Deuxièmement, le sujet du discours ne porte pas sur « L’islam et violence », mais plutôt sur le lien qui existe entre la foi chrétienne et la raison humaine. L’exemple cité n’est pas tant une manière de stigmatiser l’islam que de préparer une critique fondamentale de la culture occidentale sécularisée. La thèse principale du discours du pape relève d’un catholicisme thomiste* classique. Puisque Dieu s’est incarné en Christ (le terme grec de « logos » utilisé en Jn 1,1ss est associé à la raison), la théologie peut (et doit) se servir de la raison humaine pour élaborer la vérité de la foi chrétienne. Son Dieu n’est pas un être arbitraire, coupé totalement de ce que nous voyons et comprenons du monde. Si la raison ne peut nous sauver, elle peut cependant être utile dans notre effort pour comprendre Dieu. En fait, si les musulmans ont été offusqués par ce discours, certains protestants auraient eu beaucoup plus de raisons de se sentir visés. Pour le pape, une partie du problème avec la culture occidentale vient de la Réforme et de son refus de la théologie médiévale. « La déshellénisation émerge d’abord en relation avec les postulats de la Réforme du XVIe siècle ». Ensuite, le pape théologien s’en prend au philosophe Kant, qui ancre la foi dans la « raison pratique » et non pas dans le « réel ». La théologie protestante libérale est la prochaine cible, qui prépare la véritable critique du discours : l’approche « rationnelle » de la science moderne exclut d’office la question de Dieu. « La méthode (des sciences) comme telle, exclut le problème de Dieu, en le faisant apparaître comme un problème ascientifique ou préscientifique. » Ici, que l’on soit d’accord ou pas avec la théologie du pape, nous pouvons dire qu’il pose une question importante sur la culture européenne. « L’Occident est depuis longtemps menacé par l’aversion contre les interrogations fondamentales de sa raison et il ne peut qu’en subir un grand dommage. »

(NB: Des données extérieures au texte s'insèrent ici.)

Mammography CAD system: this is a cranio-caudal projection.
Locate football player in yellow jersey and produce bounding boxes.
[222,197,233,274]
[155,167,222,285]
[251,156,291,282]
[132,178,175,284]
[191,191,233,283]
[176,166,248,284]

ET LA VIOLENCE DU CHRISTIANISME ?

Oui, d’une certaine manière, le pape avait le droit de citer ces paroles comme exemple préparant la suite du discours. Mais… citer ces paroles seules ne peut que conduire à la mécompréhension et au rejet du monde musulman. Les citations de Benoît XVI laissent entendre qu’il existe d’un côté un islam violent et de l’autre, un christianisme doux et non-violent, n’agissant que par la persuasion et par la parole. Tout musulman sait que ce n’est pas vrai. Quiconque connaît quelque peu l’histoire du christianisme médiéval et européen doit nuancer la portée d’une telle citation, surtout du fait de l’époque où ces paroles, reprises aujourd’hui par un catholique, ont été prononcées par un chrétien orthodoxe. La citation « tombe des nues » comme si l’Eglise dont Benoît est aujourd’hui le chef, n’avait pas justifié la violence à la même époque. Comme si à partir du XIe siècle, le christianisme occidental n’était pas parti vers l’Orient et l’islam avec l’épée. Comme si à la fin du XIIe siècle et pendant tout le XIIIe siècle, l’Eglise occidentale n’avait pas durci son attitude envers les hérétiques et les juifs. Comme si les croisés occidentaux n’avaient pas pillé la ville de Constantinople en 1204. Comme si en 1391 les chrétiens d’Europe occidentale n’étaient pas engagés dans la Guerre de Cent Ans. Comme s’il n’avait pas fallu attendre le XXe siècle et le Concile Vatican II pour un véritable changement sur cette question.

LE CONTEXTE A SON IMPORTANCE…

Si les chrétiens d’aujourd’hui souhaitent s’adresser à l’islam à propos de sa violence, ils n’ont certainement pas le droit d’oublier leur propre histoire. Nous ne pouvons pas non plus faire abstraction du discours d’un nombre important d’évangéliques nord-américains, pour qui la guerre en Irak ou un soutien inconditionnel à l’Etat d’Israël sont totalement justifiés à partir de la foi chrétienne. Pour parler, il faut savoir dans quel monde nous vivons et qui écoute nos paroles.

* Thomiste se dit du courant philosophique se référant à Thomas d’Aquin (1225-1274) et dont l’un des aspects est d’affirmer que l’être humain peut saisir l’existence de Dieu à partir des choses visibles.